This report examines the Nuclear Decommissioning Authority’s role, its governance, and the complex challenges it faces in delivering its long-term mission; progress with reducing high hazard and risk at Sellafield, and limitations to faster progress; and the NDA and Sellafield Limited’s plans to ensure sustainable progress at Sellafield.
Background to the report
The Nuclear Decommissioning Authority (NDA) is responsible for operating, decommissioning and cleaning up 17 nuclear reactor and research sites in the UK. The NDA’s work includes reprocessing spent fuel from old nuclear reactors, managing and storing nuclear materials, removing and managing contaminated waste, and decontaminating and dismantling legacy facilities. The NDA estimates that this work will be completed by 2120, at a cost of £121 billion, but these estimates remain highly uncertain.
Sellafield is the largest and most hazardous nuclear site on the NDA estate, accounting for 75% of the long-term cost estimate. Sellafield accounted for 61% of the NDA’s total spend of £3.3 billion in 2017-18. We have previously reported on the NDA’s progress with reducing risk and hazard on the Sellafield site and found that the NDA had struggled to understand the full extent of the work necessary to clean up its most hazardous facilities.
Content and scope of the report
This report builds on our previous findings, and examines:
- the NDA’s role, its governance, and the complex challenges it faces in delivering its long-term mission (Part One);
- progress with reducing high hazard and risk at Sellafield, and limitations to faster progress (Part Two);
- the NDA and Sellafield Limited’s plans to ensure sustainable progress at Sellafield (Part Three).

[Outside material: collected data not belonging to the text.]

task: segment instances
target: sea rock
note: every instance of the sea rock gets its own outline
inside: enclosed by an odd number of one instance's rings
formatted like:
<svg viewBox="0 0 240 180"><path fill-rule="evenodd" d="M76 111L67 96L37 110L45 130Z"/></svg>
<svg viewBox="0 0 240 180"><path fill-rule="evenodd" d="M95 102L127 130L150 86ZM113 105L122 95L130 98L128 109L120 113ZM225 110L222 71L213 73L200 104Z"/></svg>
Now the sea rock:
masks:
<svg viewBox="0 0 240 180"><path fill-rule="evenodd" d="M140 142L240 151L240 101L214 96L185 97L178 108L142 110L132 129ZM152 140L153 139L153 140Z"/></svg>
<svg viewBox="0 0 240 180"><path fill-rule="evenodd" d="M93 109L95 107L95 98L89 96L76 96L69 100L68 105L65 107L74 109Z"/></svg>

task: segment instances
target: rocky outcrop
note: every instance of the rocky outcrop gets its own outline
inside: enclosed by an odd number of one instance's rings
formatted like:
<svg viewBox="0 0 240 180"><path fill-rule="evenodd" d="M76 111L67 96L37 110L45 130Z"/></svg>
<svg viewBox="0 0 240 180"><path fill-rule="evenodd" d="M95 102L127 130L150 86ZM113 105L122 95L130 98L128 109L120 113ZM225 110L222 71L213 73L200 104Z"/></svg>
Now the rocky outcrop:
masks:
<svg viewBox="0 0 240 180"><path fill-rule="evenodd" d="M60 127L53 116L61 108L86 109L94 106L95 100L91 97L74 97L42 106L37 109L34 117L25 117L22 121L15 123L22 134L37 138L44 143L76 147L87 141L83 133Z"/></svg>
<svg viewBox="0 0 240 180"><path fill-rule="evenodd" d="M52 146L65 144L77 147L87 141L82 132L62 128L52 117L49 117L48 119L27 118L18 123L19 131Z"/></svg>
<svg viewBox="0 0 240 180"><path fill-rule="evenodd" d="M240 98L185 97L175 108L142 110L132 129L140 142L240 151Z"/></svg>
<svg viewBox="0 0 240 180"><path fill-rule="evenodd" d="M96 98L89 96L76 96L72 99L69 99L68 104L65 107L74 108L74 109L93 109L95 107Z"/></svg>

Since our last report in 2015, work to reduce risk and high hazard at Sellafield has taken an encouraging turn for the better. In recent years, Sellafield Limited has met significant milestones in retrieving hazardous waste from its legacy ponds and silos. While delays and cost overruns are still evident for major projects at Sellafield, the NDA has made progress with reducing these since we last reported. However, the Department for Business, Energy & Industrial Strategy, UK Government Investments, the NDA and Sellafield Limited have more work to do to measure, evaluate and communicate progress more effectively.
To sustain progress in the near term, the NDA and central government will need to clarify the NDA’s role and to find the right balance between scrutinising decisions and enabling the leadership at Sellafield to exercise its legal duties, professional expertise and maintain motivation. To inform its longer-term strategy, the NDA must review the constraints that it says prevent further and faster progress with reducing high hazard at Sellafield.